I had a bunch of "RTR" brands when I was a kid in the 70's. Life Like was by far the worse. Tyco wasn't bad and early Bachman was pretty good. I do remember Cox rolling stock was pretty good quality for the price.


----------



## tkruger (Jan 18, 2009)

I have made seveal of the Tyco and Mantua box cars into good runners. Just add weight, upgrade to metal wheels and body mount the couplers. Event without body mounting the couplers they will work OK. Some new cheep Model Power cars need the same thing. Why do this? Well there are some cars in paint schemes that no-one else has, or were cars from when I was a kid. More importantly why not?


----------



## LateStarter (Mar 12, 2016)

mopac said:


> If you want, change the trucks to accurail trucks. About a buck a pair.

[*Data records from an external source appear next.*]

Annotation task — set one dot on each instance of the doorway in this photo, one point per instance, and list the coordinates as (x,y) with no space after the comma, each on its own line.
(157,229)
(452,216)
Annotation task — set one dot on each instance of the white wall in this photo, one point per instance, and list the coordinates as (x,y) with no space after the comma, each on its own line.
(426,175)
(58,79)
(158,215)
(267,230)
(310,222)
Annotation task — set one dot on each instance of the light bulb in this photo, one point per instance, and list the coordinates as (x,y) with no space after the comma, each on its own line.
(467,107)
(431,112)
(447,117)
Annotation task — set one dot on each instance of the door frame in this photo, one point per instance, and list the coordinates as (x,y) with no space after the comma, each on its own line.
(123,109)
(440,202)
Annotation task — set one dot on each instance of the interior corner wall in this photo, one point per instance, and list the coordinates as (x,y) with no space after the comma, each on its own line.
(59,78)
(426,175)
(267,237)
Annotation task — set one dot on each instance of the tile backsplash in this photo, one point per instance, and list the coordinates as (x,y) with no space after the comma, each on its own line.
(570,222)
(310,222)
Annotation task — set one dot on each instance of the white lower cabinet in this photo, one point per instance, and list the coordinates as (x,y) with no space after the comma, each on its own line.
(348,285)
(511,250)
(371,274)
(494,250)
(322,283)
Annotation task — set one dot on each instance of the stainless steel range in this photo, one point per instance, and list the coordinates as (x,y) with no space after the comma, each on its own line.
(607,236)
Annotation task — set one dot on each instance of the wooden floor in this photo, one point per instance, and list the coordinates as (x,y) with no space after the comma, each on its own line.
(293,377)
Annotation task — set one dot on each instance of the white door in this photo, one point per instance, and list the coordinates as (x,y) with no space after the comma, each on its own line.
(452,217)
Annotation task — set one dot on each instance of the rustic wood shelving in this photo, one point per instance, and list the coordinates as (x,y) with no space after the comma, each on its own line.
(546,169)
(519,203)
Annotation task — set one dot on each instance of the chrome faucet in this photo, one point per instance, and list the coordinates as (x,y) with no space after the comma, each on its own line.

Accurail trucks are excellent. I put them on a miserable-rolling Varney refer, and it cured the wiggles. ExactRail are also very good, but expensive.


----------



## Cycleops (Dec 6, 2014)

Hello coming round the bend and welcome. Have you thought about the fact that it may not be the cars that are causing the details but the track? Where are they happening? Get down and close to the spot where it happens and see what's going on.


----------



## cv_acr (Oct 28, 2011)

CTValleyRR said:


> Welcome to the hobby and the forums!
> 
> I have never bought a bum product with the Walthers name on it (although technically LifeLike is Walthers).


It is now, for about the last 10+ years, but the older Life-Like cars pre-date Walthers.

After the acquisition, Walthers kept the "Proto" series name that Life-Like had introduced for their better, non-train set cars, but that became "Walthers Proto" and the Life-Like name disappeared - though it might still be used for a line of cheap scenic details.


----------



## CTValleyRR (Jul 26, 2014)

cv_acr said:


> It is now, for about the last 10+ years, but the older Life-Like cars pre-date Walthers.
> 
> After the acquisition, Walthers kept the "Proto" series name that Life-Like had introduced for their better, non-train set cars, but that became "Walthers Proto" and the Life-Like name disappeared - though it might still be used for a line of cheap scenic details.


Yes, that's exactly why I phrased my comment the way I did. "Proto 2000" became "Walthers Proto"; "Proto 1000" became "Walthers Mainline", and Trainline has always been Trainline, at least for the last 15 or so years.

LifeLike is bargain basement stuff: cheap, but not high quality. I'm not counting that in the Walthers line up.


----------



## LateStarter (Mar 12, 2016)

I'm a fan of the Walthers Proto line.
But I'm biased -- they offer an excellent R-T-R Southern Pacific caboose with very good quality.
Although I picked up an Athern at a better price, I'll be looking to grab the Walthers as soon as it's available.


----------



## Navarre (Mar 17, 2016)

How many people know that life like left the train business to concentrate on there other product line.....

Styrofoam coolers. 

Next time you see a styrofoam cooler look closely it almost always says Lifoam on it. 
That is the lifelike brand of coolers. 


Sent from my iPhone using Tapatalk


----------



## CTValleyRR (Jul 26, 2014)

Navarre said:


> How many people know that life like left the train business to concentrate on there other product line.....
> 
> Styrofoam coolers.
> 
> ...


I do, I do!!!!


----------



## santafewillie (Feb 13, 2016)

Navarre said:


> How many people know that life like left the train business to concentrate on there other product line.....
> 
> Styrofoam coolers.
> 
> ...


 Foam coolers were their initial business before getting into model trains in the late 60's. 
https://en.wikipedia.org/wiki/Life-Like
Willie


----------



## Cycleops (Dec 6, 2014)

santafewillie said:


> Foam coolers were their initial business before getting into model trains in the late 60's.
> https://en.wikipedia.org/wiki/Life-Like
> Willie


Bit seasonal, coolers.


----------



## Old_Hobo (Feb 20, 2014)

That's a big jump...from foam coolers to model trains....maybe they heard that trains were "cool", so they made the jump back then....


----------



## cv_acr (Oct 28, 2011)

The initial jump was from foam coolers to cheap foam tunnels and similar 'scenic' items. Not that much of a stretch.

Expanded from there.


----------